Since 13.4 ft > 6 ft, the package will not stop before it hits the bumper.

    Case b) Stops While Compressing Spring


This is not likely since previous results showed that the package will need 13.4 ft to stop. The package will rebound from the spring and then stop.

    Case c) Rebounds After Striking Bumper

    Next, assume the package will hit the bumper, compress the spring, reverse direction and move back towards the slope. However, to simplify the calculations, it is assumed the package does not go back up the slope. If the solution is greater than 6 ft (after considering package width), then the package will go up the slope, and the solution will need to be redone (lets hope not).

Package Rebounds from Bumper



There are a number of distances than need to be defined. The slope distance, s1, is still the same, but lets define s2 as the horizontal distance from the slope to the uncompressed spring. Next, lets set s3 to be the rebound distance from the spring and ss be the compressed spring distance. All these distances are shown on the diagram at the left.

The distance ss must be calculated before the rebound distance s3 can be determined.
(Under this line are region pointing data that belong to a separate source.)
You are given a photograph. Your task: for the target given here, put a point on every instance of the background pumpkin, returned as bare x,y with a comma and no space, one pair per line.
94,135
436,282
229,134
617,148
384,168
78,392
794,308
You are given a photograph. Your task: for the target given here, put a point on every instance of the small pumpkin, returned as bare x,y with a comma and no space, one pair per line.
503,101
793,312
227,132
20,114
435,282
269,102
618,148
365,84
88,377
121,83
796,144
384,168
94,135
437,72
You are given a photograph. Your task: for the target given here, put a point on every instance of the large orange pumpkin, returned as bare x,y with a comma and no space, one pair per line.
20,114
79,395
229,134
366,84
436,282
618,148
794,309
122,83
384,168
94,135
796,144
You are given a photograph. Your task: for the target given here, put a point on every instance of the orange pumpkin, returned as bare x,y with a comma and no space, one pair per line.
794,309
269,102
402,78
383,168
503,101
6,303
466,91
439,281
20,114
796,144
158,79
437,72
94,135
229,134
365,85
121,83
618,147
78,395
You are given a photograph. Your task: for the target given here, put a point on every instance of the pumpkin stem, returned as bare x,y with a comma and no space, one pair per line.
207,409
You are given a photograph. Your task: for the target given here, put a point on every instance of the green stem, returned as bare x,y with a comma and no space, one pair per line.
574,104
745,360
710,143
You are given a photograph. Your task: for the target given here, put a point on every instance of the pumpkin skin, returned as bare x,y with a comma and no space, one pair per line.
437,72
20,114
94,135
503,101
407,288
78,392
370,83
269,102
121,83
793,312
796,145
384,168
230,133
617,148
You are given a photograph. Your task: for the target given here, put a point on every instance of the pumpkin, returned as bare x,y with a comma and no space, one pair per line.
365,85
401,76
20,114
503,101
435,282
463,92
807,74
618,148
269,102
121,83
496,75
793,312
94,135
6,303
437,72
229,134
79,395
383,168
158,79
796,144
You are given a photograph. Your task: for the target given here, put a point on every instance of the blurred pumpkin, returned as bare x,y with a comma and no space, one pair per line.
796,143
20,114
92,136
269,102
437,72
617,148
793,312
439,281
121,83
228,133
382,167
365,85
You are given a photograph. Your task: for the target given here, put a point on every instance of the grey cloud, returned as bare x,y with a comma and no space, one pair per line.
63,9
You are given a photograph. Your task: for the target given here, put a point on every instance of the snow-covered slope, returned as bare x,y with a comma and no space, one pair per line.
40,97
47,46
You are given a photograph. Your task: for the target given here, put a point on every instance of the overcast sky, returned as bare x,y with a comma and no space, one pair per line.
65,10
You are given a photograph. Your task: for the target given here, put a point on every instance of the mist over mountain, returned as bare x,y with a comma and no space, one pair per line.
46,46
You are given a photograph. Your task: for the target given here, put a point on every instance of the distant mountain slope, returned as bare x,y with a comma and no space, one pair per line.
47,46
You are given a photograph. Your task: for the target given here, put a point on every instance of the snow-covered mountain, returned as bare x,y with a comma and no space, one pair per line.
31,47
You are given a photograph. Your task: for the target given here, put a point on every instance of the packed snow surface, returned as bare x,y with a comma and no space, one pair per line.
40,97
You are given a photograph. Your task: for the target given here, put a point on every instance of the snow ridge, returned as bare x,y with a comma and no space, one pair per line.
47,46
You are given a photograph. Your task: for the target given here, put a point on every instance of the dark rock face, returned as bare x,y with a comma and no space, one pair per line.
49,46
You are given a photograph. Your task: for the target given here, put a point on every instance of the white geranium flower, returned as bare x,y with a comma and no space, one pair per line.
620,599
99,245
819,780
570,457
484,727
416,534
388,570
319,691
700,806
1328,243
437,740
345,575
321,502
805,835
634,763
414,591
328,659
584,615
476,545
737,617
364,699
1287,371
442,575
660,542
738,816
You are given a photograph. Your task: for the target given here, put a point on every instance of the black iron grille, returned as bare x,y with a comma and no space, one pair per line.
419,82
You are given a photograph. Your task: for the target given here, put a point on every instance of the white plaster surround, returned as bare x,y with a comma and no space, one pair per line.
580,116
Part 1): Use the Principal of Work and Energy over distances s1, s2, and ss:

     T1 + ΣU1-2 = T2
     0 + Σ(Ug + Us + Uf.) = T2
      mgh - ½kss2 - (μN1s1 + μN2s2 + μN2ss) = 0

where      v1 = 0      v2 = 0       
              s1 = 10/sin26.6 = 22.33 ft
              s2 = 6 ft
              N1 = mg cos26.6 = 44.71
              N2 = mg = 50 lb

Substituting the known values gives

     5 (10) - 0.5 (50) ss2 - 0.3 (44.71) (22.33)
                  - 0.3 (50) (6) - 0.3 (50) ss = 0
     110.5 - 25 ss2 - 15 ss = 0

Solving gives the solution for how far the spring is depressed before the package comes to rest,

     ss = 1.824 ft  (other root is negative, -2.424 ft)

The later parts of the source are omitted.